When MUFG’s consolidated Common Equity Tier1 capital ratio falls below 5.125%, the principal amount of, and the corresponding amount of interest on, each bond shall be written down to the extent necessary, as determined by MUFG in consultation with the Financial Services Agency of Japan or other relevant regulatory authority, to make MUFG’s consolidated Common Equity Tier1 capital ratio exceed 5.125% by write-down of part of the principal of each bond and write-down or conversion to ordinary shares of all or part of the principal of each other Additional Tier1 liability on a pro rata basis.

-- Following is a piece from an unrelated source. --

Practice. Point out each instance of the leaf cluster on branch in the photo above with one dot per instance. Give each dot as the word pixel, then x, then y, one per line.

(2) Write-down upon the occurrence of a non-viability event

The principal amount of and interests on the bonds shall be written down to zero when it is confirmed that the “specified item 2 measures (tokutei dai nigou sochi),” which are the measures set forth in Article 126-2, Paragraph 1, Item 2 of the Deposit Insurance Act, need to be applied to MUFG.

(3) Write-down upon the occurrence of a bankruptcy proceedings commencement event

The principal amount of and interest on the bonds shall be written down to zero when it is adjudicated that MUFG becomes subject to bankruptcy and other insolvency proceedings.

11.    

   Summary of Reinstatement Clause   

When a part of the principal amount of the bonds have been written down upon the occurrence of a loss absorption event, such principal amount of the bonds shall be reinstated upon the occurrence of a Reinstatement Event to the extent of the amount to be determined by MUFG in consultation with the Financial Services Agency of Japan or other relevant regulatory authority.

(The “Reinstatement Event” occurs when MUFG determines that the principal amount of the bonds that have been written-down be reinstated after obtaining prior confirmation of the Financial Services Agency of Japan or any other relevant regulatory authority that MUFG’s consolidated Common Equity Tier1 capital ratio remains at a sufficiently high level after giving effect to the relevant reinstatement of the bonds.)

12.    

   Use of Proceeds    To enhance the regulatory capital of MUFG and its consolidated subsidiaries (including provision of subordinated loans to its consolidated subsidiaries). The bonds will be qualified as MUFG’s Additional Tier1 capital under the current applicable capital adequacy requirements.

13.    

   Liquidation Preference    The bonds rank, as to the payment of liabilities in our liquidation proceedings (excluding special liquidation proceedings), effectively, junior to the general creditors and dated subordinated creditors of MUFG, senior to the MUFG’s common shares, and pari passu with MUFG’s preferred shares and its special purpose companies’ preferred securities.

14.    

   Method of Offering    Public offering in Japan

15.    

   Fiscal Agent    The Bank of Tokyo-Mitsubishi UFJ, Ltd.

16.    

   Securities Depository    Japan Securities Depository Center, Incorporated

*        *        *

Contact:

Mitsubishi UFJ Financial Group, Inc.

Corporate Communications Division

Media Relations Office

81-3-3240-7651

 

This press release has been prepared for the purpose of publicly announcing the issuance of Mitsubishi UFJ Financial Group, Inc. third series of unsecured perpetual subordinated bonds with optional-redemption clause and write-down clause and not for the purpose of soliciting investment. This press release is not intended to, and will not, constitute an offer to sell or the solicitation of an offer to buy securities in the United States. The bonds have not been and will not be registered under the U.S. Securities Act of 1933 (the “1933 Act”) and may not be offered or sold in the United States absent registration or an applicable exemption from the registration requirements under the 1933 Act.